MovieChat Forums > Blue Sky (1994) Discussion > Well acted but silly film

Well acted but silly film


Some Oscar wins just don’t hold up to scrutiny and in the case of 1994’s Best Actress, they certainly don’t. It’s not that Jessica Lange doesn’t give it her all in “Blue Sky”. It’s that its in the service of very little. Tony Richardson’s 1950’s military base-set film meanders on and on with so many different subplots that in the end all the crossed storylines can do is amount to a purposeless soap opera.

Lange plays Carly, the wife of the Army’s leading nuclear radiation hazard scientist, Hank Marshall (Tommy Lee Jones). At first stationed at a base in Hawaii, Carly seems to relish the chance to sunbathe topless on the beach and arrives wearing the flashiest of clothes that makes her look like a Hollywood starlet. Her dream was to be Brigitte Bardot. Instead, she married Hank.

The army is none-to-pleased with her wild antics, which is partly why the Marshall’s and their two daughters end up getting re-stationed to a new base. The place is an Alabama shithole, which prompts Carly to fly into an uncontrolled histrionic rage and take the car for a joyride before being talked down by Hank. We can discern that she’s thrown a tantrum like this before. Her daughters believe she’s manic depressive, but Hank seems to think it’s par for the course and will take it if it also means he gets to bask in her high spiritedness. As his daughter’s say, “mom is crazy and dad is blind”.

Now let’s take a look at this for a second. Hank is pretty much a very mild-mannered scientist..and he’s married to a woman who looks like Jessica Lange. He seems fairly lucky, plus she really needs him to keep her on the straight and narrow and she loves to call him “daddy”. I think most men would take this.

The whole thing feels like a fantasy of co-dependence and males wanting to feel needed by the most beautiful woman in the world. Sure, this woman likes to dance seductively, sometimes with other men, and she flies into rages and is capable of doing some extremely selfish things to satisfy her own wants. But she knows that Hank gives her what no one else can- he protects her, and doesn’t make her feel crazy.

But she is though and rather than be a portrait of the illness (we believe she’s bipolar), the film becomes more a series of scenes where she does one unstable thing after another and then asks for forgiveness. Not only that but the film eventually seems to shift gears into a whole new storyline involving a bomb test and subsequent military coverup involving shipping Hank off to the mental hospital, and oddly, in the most contrived of ways, Carly’s crazy becomes just the ticket to saving her husband and exposing it all.

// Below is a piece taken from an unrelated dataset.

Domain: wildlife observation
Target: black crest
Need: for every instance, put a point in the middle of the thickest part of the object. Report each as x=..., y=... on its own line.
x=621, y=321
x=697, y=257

Lange and Jones do work well together; she is a lot of dysfunction all dressed up in pretty dresses and party girl antics, and what’s best is that we can still see what she gets from Hank as well as how her own behaviors get away from her in her moments of ecstasy. And Jones is just as good, playing a man who seems to like the idea of being the male to his wife and daughters, even though in this case, handling everything is beginning to exhaust him.

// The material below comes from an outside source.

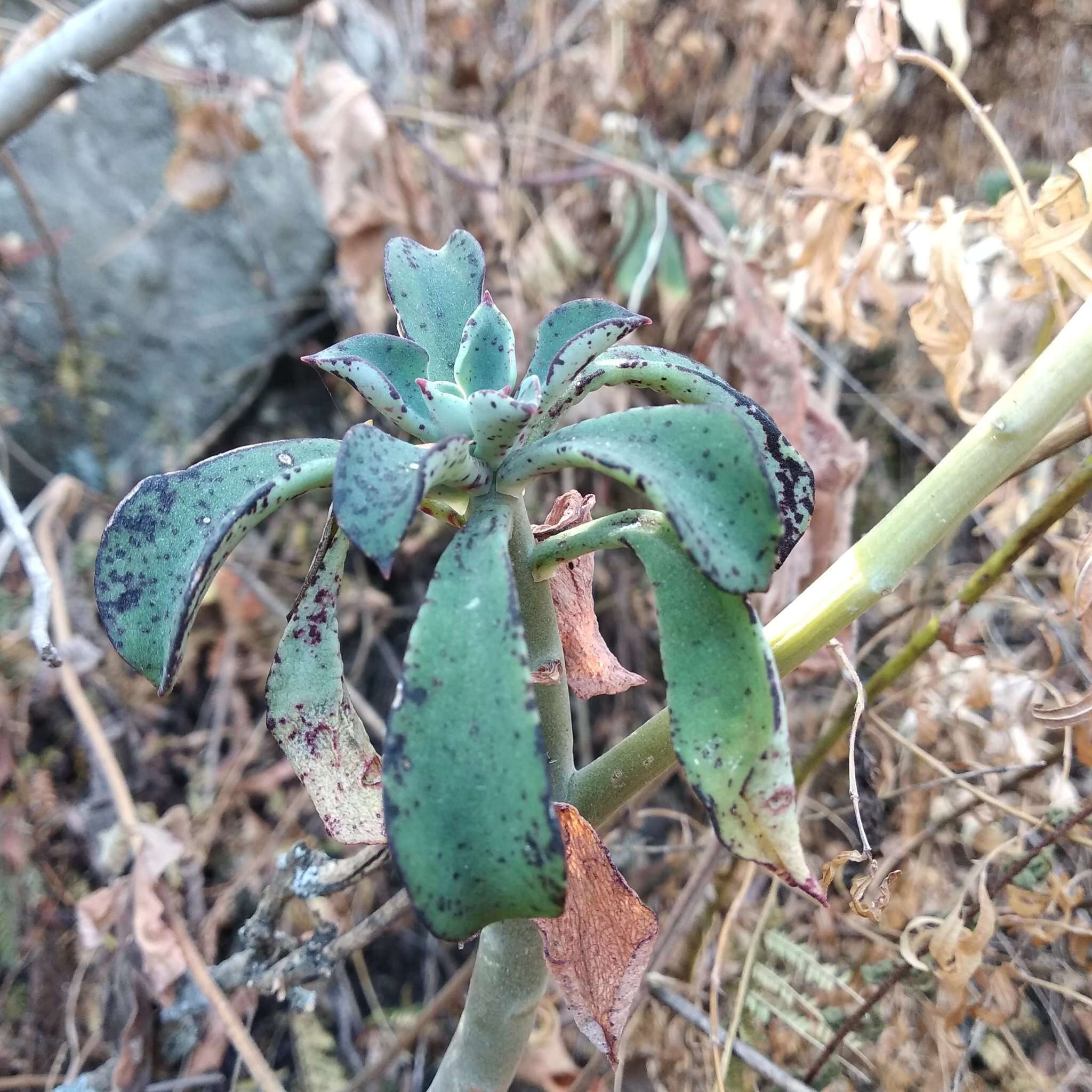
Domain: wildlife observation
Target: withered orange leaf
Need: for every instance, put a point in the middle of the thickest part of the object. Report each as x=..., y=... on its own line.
x=590, y=664
x=600, y=947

I felt there were far more interesting avenues for this dysfunctional family drama to go though than to just have Lange continue to be the same mess over and over again. And I definitely felt plotlines that turn her into a skank and homewrecker, into a ditzy wife who ironically commits her husband, and, especially, into the lunatic who saves the day were wildly unrealistic. This is one of those movies that feels underfed in the first half, while the second exposes the screenplay for the silliness it always was.